For millennial renters, particularly those in major metropolitan cities, functional, stream-lined minimalism reigns supreme – clean, open, uncluttered spaces comprised of essential furniture and occasional appliances. Bedrooms are likely to only consist of a bed, nightstand and dresser and the living room is likely to only house a couch, chair, coffee table and a couple of lamps. As Chanel Korby, director of business development at brokerage firm The Nasimi Group says, “There is quality over quantity; the fewer pieces of furniture, the better.”
Though likely to have less furniture, young renters and homebuyers appreciate unique pieces, desire to have their homes stand out and are willing to pay more for what they want. One-of-a-kind furniture pieces and mixing design styles allow for individualized feels.
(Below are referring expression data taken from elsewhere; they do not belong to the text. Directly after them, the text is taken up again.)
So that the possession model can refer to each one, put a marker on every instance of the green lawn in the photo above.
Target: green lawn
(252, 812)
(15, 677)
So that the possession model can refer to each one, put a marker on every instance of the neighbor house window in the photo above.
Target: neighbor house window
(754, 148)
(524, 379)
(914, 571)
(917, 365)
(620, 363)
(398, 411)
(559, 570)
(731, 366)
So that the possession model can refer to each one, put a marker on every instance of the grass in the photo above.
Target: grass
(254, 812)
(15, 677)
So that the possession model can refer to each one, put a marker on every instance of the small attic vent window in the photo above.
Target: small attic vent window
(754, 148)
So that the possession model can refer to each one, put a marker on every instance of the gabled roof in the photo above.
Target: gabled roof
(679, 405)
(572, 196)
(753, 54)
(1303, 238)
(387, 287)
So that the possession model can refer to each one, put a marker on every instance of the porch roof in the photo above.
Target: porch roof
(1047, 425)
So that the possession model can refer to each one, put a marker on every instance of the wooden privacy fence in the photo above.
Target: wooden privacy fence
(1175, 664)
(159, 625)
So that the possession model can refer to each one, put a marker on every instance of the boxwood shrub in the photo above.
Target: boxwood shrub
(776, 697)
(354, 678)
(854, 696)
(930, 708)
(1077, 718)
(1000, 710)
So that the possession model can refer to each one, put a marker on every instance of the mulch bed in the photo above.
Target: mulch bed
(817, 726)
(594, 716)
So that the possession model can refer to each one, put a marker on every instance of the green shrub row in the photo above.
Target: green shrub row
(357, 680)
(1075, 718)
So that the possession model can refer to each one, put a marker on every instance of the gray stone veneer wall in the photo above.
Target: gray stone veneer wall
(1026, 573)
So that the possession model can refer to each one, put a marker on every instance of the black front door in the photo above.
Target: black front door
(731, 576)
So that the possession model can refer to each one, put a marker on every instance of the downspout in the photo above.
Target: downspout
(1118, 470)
According to a report by Richman Signature Properties, a leader in luxury rental communities and nationally lauded online interior design service Laurel & Wolf, “Driven by the desire to be unique, we can expect millennials to purchase more antiques, vintage and one-off pieces over the mass-produced furniture makers.”
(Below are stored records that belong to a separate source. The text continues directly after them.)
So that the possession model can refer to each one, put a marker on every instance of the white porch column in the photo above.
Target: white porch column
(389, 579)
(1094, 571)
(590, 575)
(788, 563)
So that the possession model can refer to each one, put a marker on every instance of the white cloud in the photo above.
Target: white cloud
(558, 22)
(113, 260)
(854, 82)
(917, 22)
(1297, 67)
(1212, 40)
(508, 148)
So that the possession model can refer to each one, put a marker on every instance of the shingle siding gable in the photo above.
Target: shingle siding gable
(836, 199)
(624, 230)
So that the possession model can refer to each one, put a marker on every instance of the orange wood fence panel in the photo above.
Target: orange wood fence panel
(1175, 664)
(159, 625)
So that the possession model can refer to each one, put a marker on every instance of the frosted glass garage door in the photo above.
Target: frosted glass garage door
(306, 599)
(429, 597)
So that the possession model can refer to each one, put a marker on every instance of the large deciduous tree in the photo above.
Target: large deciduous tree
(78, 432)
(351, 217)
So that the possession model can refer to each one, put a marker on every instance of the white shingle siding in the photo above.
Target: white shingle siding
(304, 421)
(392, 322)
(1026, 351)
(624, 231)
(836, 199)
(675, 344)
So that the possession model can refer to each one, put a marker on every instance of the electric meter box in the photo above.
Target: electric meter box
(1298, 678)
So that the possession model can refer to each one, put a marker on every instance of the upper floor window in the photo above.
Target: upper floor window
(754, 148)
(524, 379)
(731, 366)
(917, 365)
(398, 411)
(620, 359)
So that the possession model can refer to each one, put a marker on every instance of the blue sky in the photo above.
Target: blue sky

So, What’s In and What’s Out?
For both millennial and non-millennial consumers, experts predict the following:
* What’s in? Marble, especially in shades of white and light gray will be one of 2017’s biggest design trends according to a survey conducted by Zillow. “Experts predict marble will become an increasingly popular material for countertops, flooring and tabletops, as well as in everyday household items, like serving platters or vases.”
* What’s Out? Quote art. While inspirational painted quips found a place in 2016, this trend will be replaced with nature-inspired artwork.
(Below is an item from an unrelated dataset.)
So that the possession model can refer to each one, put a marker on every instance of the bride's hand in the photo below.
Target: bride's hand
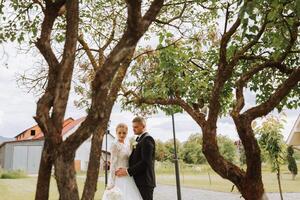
(110, 187)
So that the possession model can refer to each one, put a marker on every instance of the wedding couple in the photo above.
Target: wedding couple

* What’s Out? The industrial design trend save for exposed brick which will still be present throughout the year. Industrial design will be replaced by design that borrows from science fiction – think steampunk.
* What’s In? Color – cool grays are being phased out and homeowners are welcoming pops of color
* What’s Out? “Strictly Antique” The pressure is off when it comes to only pairing antique with pieces from the same period. “No one will be interested in designing an entire space, let alone an entire home, with a strict period in mind,” says Warren Sheets, a high end interior design company in San Francisco. “While it’s great to have a period as your starting point, you don’t have to adhere to it exclusively. It’s more aesthetically intriguing to create a look that cohesively mixes of elements from the past and the future.”